Irrational

We represent the numbers like a vertices of a graph. We link to vertices, if the sum of them is rational.

Suppose there is an odd circle in the graph. Then if the numbers in this circle are $a_1, a_2, \dots a_{2n+1},$ then $a_1+a_2+\dots+a_{2n+1}=S$ is rational, because $(a_1+a_2)+(a_2+a_3)+\dots+(a_{2n+1}+a_1)=2S$ is rational. We can get $S$ in an other way: we add the circle's every second edge and the $2n+1$ . vertex (So $S=(a_1+a_2)+(a_3+a_4)+\dots+(a_{2n-1}+a_{2n})+a_{2n+1}$ ). However $(a_1+a_2), (a_3+a_4), \dots, (a_{2n-1}+a_{2n})$ are all rational, so $a_{2n+1}$ have to be rational too, but it is impossible.

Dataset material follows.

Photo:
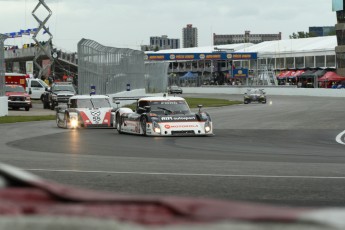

So we get an even graph. In one group of vertices there are not less than $\frac{99}{2}$ points. So choosing these numbers the sum of in each pair is irrational.

So $50$ is the minimum? Yes, there is an example:

Let's have the $k+\sqrt{2}, l-\sqrt{2}$ numbers, where $k$ and $l$ are positive integers. If $k=l+1$ or $k=l-1,$ then at this puzzle the maximum is 50.